Today, there are around 40,000 citizens in Macedonia who identify themselves as ethnic Serbs. In Vratnica, the Sveta Petka Orthodox Church is part of the Macedonian Orthodox Church, whereas the Sveta Petka Orthodox Church in Troy, Michigan, built last year, is part of the Serbian Orthodox Church. This reflects the schizophrenic nature of religious, national, and ethnic identity of the (extended) Vratnica community.

Vratnica and Greater Albania

Vratnica has been a target of the Greater Albania ideology since it was enunciated in the 1878 League of Prizren. During World War II, Vratnica was a part of a Greater Albania created by Adolf Hitler and Benito Mussolini for a brief period. Albanian nationalists seized Vratnica and incorporated the village and surrounding area into the Nazi-fascist Greater Albanian state.

During the 2001 terrorist “insurgency” in Macedonia by Albanian ultra-nationalists whose exploits were tolerated by the US, NATO, and the EU, Vratnica was again under attack. This was an example of sanctioned “terrorism.” Armed Albanian bandits besieged four villages at the far north in the Tetovo region populated by Macedonians. Vratnica and the three surrounding villages of Staro Selo, Belovishte, and Rogachevo, consisting of 2,500 residents, were under a practical siege by the so-called NLA (National Liberation Army). Vratnica went for weeks without food, water, medicine, or any medical assistance.

This siege created a ghetto of Vratnica and the neighboring villages and was especially difficult on the children and elderly. The Albanian terrorists, based in the nearby village of Odri, presented an ultimatum to the residents of the surrounded Christian villages to leave the area, the Albanian version of “ethnic cleansing.” Toni Kocevski, the mayor of Vratnica, told reporters: “We do not have food, neither medicine and for ten days we do not have a doctor. A couple of days ago some representatives from the International Red Cross came and promised some humanitarian help made up of medicine and food for tomorrow. From time to time we are visited by OSCE, but that does not do any good to us because the Albanian terrorists are keeping us under siege.”

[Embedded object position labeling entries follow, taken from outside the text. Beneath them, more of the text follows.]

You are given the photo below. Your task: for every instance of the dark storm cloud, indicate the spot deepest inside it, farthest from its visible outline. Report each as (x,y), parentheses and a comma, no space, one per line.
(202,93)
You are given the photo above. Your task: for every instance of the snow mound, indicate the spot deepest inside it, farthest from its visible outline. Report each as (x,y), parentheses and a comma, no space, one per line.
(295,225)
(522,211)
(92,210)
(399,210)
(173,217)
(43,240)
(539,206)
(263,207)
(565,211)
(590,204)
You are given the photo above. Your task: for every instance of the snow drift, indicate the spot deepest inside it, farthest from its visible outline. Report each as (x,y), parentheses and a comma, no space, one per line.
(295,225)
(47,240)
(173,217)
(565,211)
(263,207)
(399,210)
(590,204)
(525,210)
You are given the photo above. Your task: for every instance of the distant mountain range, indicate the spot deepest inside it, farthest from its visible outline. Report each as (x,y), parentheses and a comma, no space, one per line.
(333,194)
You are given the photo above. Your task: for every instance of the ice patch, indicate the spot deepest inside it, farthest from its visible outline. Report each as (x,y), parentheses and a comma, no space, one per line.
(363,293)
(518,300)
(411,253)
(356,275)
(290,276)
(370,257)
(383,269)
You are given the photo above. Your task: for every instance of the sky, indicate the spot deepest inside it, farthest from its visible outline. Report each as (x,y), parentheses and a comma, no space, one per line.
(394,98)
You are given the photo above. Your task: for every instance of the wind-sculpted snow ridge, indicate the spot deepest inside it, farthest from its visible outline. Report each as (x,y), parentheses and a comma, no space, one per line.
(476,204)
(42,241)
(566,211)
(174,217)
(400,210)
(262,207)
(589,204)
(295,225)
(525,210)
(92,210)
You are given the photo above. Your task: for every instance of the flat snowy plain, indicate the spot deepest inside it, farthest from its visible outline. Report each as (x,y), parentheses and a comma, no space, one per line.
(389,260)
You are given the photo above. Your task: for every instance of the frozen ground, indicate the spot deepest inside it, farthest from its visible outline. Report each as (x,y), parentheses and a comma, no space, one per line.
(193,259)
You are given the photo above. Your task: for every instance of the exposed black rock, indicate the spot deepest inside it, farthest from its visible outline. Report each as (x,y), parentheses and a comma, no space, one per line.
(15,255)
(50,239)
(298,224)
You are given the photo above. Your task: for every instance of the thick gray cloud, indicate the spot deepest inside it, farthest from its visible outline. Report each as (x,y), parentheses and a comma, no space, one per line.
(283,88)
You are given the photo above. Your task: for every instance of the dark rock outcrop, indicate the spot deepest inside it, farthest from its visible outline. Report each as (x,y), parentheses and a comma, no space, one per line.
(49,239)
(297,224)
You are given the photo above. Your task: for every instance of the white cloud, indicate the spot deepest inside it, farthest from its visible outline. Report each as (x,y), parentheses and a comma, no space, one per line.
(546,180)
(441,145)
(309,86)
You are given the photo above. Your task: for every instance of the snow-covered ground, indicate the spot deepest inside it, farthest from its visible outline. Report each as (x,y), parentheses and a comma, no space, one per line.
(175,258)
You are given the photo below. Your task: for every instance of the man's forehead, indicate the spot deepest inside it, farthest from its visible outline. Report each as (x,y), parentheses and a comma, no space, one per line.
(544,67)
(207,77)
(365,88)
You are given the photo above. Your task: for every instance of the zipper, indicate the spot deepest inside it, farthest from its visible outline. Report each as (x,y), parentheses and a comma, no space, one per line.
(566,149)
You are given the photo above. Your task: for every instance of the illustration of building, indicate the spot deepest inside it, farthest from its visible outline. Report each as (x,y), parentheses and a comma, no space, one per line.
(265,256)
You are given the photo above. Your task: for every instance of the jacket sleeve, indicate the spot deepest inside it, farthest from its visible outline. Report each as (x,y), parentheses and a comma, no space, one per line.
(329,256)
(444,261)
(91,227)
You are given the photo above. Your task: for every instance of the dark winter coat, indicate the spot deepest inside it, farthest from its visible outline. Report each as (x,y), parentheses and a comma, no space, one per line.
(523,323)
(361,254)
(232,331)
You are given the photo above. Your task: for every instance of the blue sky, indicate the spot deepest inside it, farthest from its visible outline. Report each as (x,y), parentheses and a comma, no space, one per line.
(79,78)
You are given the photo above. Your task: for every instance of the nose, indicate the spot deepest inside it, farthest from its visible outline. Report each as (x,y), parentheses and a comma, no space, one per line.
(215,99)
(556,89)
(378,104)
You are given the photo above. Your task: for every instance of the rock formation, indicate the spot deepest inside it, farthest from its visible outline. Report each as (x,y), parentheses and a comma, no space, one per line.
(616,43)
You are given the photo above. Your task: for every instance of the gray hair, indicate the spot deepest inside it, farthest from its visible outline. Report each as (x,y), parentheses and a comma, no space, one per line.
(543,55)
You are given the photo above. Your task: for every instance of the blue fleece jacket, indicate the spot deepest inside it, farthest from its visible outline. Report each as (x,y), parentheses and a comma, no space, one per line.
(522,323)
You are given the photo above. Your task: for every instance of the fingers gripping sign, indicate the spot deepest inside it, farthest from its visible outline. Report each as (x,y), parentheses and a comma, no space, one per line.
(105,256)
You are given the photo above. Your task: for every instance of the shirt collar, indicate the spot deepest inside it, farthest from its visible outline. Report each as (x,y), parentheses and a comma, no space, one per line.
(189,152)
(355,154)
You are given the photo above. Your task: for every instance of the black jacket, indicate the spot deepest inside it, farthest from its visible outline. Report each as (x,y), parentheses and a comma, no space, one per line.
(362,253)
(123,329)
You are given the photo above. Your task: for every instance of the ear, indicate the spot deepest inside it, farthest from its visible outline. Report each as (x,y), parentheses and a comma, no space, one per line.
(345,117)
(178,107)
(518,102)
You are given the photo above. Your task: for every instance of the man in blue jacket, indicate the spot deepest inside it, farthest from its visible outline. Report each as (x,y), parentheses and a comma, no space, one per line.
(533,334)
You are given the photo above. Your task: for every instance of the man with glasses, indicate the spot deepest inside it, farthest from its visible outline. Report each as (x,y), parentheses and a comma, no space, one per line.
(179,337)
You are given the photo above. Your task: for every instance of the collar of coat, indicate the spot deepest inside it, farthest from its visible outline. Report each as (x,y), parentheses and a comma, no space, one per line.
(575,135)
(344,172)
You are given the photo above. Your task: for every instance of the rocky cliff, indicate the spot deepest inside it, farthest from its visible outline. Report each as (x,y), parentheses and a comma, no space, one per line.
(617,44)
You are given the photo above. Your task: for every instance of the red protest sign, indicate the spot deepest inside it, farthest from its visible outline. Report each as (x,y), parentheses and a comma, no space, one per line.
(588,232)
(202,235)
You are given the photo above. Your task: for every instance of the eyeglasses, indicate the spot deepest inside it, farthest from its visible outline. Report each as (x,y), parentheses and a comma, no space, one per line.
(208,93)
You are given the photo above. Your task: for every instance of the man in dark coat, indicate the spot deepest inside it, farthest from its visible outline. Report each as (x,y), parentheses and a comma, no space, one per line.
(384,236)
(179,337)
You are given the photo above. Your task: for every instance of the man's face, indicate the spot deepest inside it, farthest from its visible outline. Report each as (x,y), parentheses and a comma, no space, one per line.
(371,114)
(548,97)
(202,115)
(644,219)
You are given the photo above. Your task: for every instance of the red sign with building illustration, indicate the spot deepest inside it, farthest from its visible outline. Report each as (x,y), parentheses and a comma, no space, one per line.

The movements of members of the Albanian terrorist groups were observed under the Ljuboten mountain peak, which is near Vratnica. Earlier, the armed Albanian terrorist groups had kidnapped about forty youths from Vratnica, which is a war crime. No one was able to go to work or to harvest the wheat crop.

Although peace and normality were restored after the war, sporadic incidents have recurred. On July 12, 2005, the police station in Vratnica was attacked “by unidentified persons” who opened fire with automatic weapons and mortar grenades, causing damage to the station. Macedonian Prime Minister Vlado Buckovski stated that the attack was a “provocation” by a regional extremist group said to be involved with Agim Krasniqi’s armed group. In any future attempt to re-create a Greater Albania, Vratnica will remain on the front lines, one of the last areas of Macedonian and Serbian population remaining in northwestern Macedonia, now comprised almost entirely of Albanian settlers.


The history of Vratnica reveals, in microcosm, the complexities and ambiguities of nationalism and ethnic and religious identity in the Balkans. That history shows how identity is developmental and evolutionary. The simplistic, black-and-white model of nationalism, ethnic, religious, and national identity breaks down in the case of Vratnica. The complex nature of who we are, what we are and what we believe in is here fully shown. The Vratnica case shows that there are no easy answers to the complex issues of nationalism, ethnic, religious, and national identity.


Doder, Dusko. The Yugoslavs. NY: Random House, 1978.

Georgevitch, Tikhomir R. Macedonia. NY: The Macmillan Company, 1918.

Milosavlevski, Slavko. Vratnica: Etno-Sociolozhki Prikaz. Belgrade, Yugoslavia: Filip Visnjic, 1985.

Petrovic, Ruza. The Migrations of Serbs and Montenegrins from Kosovo and Metohija. Belgrade: Serbian Academy of Arts and Sciences, 1992.

Vickers, Miranda. Between Serb and Albanian. NY: Columbia University Press, 1998.

Vivian, Herbert. The Servian Tragedy with Some Impressions of Macedonia. London: Grant Richards, 1904.